This is actually the very first Bosque Boys post, which appeared on March 9, 2006; it also appeared in the Waco Tribune, March 3, 2006.

Benjamin Franklin purportedly cautioned: “Those who would give up essential liberty to purchase a little temporary safety, deserve neither liberty nor safety.” Although the provenance of that statement is not without questions, the quote accurately reflected the spirit of the Imperial Crisis and the American Revolution. When Franklin and his compatriots finally “pledged their lives, their fortunes and their sacred honor” to a War for Independence, they perceived themselves fighting to maintain their rights against a renegade government illegitimately accumulating power and threatening liberty.

Once liberty was defended and independence won, however, Americans found governing more problematic than many of the revolutionary slogans had implied.

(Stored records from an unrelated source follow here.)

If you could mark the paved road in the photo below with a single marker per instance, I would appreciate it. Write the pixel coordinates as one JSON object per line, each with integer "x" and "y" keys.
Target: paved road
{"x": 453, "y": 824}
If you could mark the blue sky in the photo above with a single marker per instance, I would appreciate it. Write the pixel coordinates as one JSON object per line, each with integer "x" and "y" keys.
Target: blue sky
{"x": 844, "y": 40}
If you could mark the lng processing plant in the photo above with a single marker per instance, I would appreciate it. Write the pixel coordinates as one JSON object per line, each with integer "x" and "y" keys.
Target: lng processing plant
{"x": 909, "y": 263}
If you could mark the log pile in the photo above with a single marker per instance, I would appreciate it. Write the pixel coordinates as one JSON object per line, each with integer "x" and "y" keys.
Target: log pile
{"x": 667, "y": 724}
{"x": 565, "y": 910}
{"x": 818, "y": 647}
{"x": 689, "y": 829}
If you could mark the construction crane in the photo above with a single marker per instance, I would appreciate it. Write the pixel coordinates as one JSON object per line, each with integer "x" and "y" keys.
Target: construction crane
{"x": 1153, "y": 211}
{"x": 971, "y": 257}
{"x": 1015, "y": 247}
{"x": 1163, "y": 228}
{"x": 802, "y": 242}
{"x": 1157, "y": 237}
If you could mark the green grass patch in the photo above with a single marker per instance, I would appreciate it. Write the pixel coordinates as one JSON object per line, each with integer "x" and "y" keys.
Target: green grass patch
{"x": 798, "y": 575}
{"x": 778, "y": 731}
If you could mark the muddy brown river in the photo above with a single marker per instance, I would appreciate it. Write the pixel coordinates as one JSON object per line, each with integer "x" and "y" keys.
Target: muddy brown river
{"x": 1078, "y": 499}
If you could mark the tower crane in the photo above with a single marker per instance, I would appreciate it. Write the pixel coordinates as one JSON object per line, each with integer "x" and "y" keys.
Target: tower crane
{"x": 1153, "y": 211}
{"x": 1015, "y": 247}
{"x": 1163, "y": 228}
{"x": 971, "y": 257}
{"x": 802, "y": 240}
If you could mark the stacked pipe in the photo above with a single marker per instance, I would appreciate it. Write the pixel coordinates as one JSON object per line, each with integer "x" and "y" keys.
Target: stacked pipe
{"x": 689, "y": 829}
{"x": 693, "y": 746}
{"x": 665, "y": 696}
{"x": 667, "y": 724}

Motivated by the conviction that “power was the enemy of liberty, but too much liberty was also the enemy of liberty,” the convention in Philadelphia in 1787 yielded the Constitution, which created a more centralized government and traded some liberty for stability.

The framers created a federal system in which the national government shared sovereignty with the states, at the same time asserting the supremacy of the new consolidated government. Although the Constitution backed away from the rhetoric of 1776, the framers showed respect for their revolutionary experience and bowed to their political reality. They placed limits on the new government, and they divided power into three branches, charging each component with oversight of the other two in order to provide “proper checks and balances.”

The framers would be struck by the current form of their handiwork as it has evolved over the course of two centuries. Notwithstanding, the problem that they identified as the central dilemma of Republican government, the tension between power and liberty, has remained constant in American history. And the antidote that they prescribed, competing sources of power, “counteracting ambition with ambition,” creating institutional interests and pitting them against rival interests, has served remarkably well to protect liberty from power over time.

The ancient problem and the eighteenth-century curative speak to an important current question: how much power shall we allow the President to exercise in exchange for security in a hostile world? How much power is too much? When does the power of the presidency pose an unacceptable threat to our liberty? These questions are not unprecedented. Much of our present dilemma is systemic and historical. There is no place on Mount Rushmore for presidents who remained satisfied with the scope of their power. Generally, presidents attempt to enlarge the power of the presidency; it is an institutional instinct.

Having said that, no practiced student of American history would trust ruling presidents to determine wisely the limits of their own power. That role falls to the other branches. In addition to those provided in the founding document, extraconstitutional interests have emerged in contemporary America as powerful players in the oversight of presidential authority. These agents include the opposition party in our two-party system, the free press and the giant federal bureaucracy, all of whom have contributed to the current examination of presidential power. As a result of this healthy debate, the legislative and judicial branches, which remain potent and jealous interests, ultimately and rightly, will determine the extent of presidential authority in this latest chapter concerning power and liberty.

Of course, all of these institutions serve merely as surrogates for the people. The power undergirding all these branches (constitutional and otherwise) is rooted in popular sovereignty. Benjamin Franklin, commenting at the close of the Constitutional Convention, optimistically predicted that a well-administered Republican government could last indefinitely. But the pragmatic Franklin also worried that self rule could easily “end in despotism…when the people shall become so corrupted as to need despotic government, being incapable of any other.” The gravest threat to liberty comes when the people abdicate their crucial role in the process. May an enlightened debate with regard to the balance between liberty and power continue to flourish.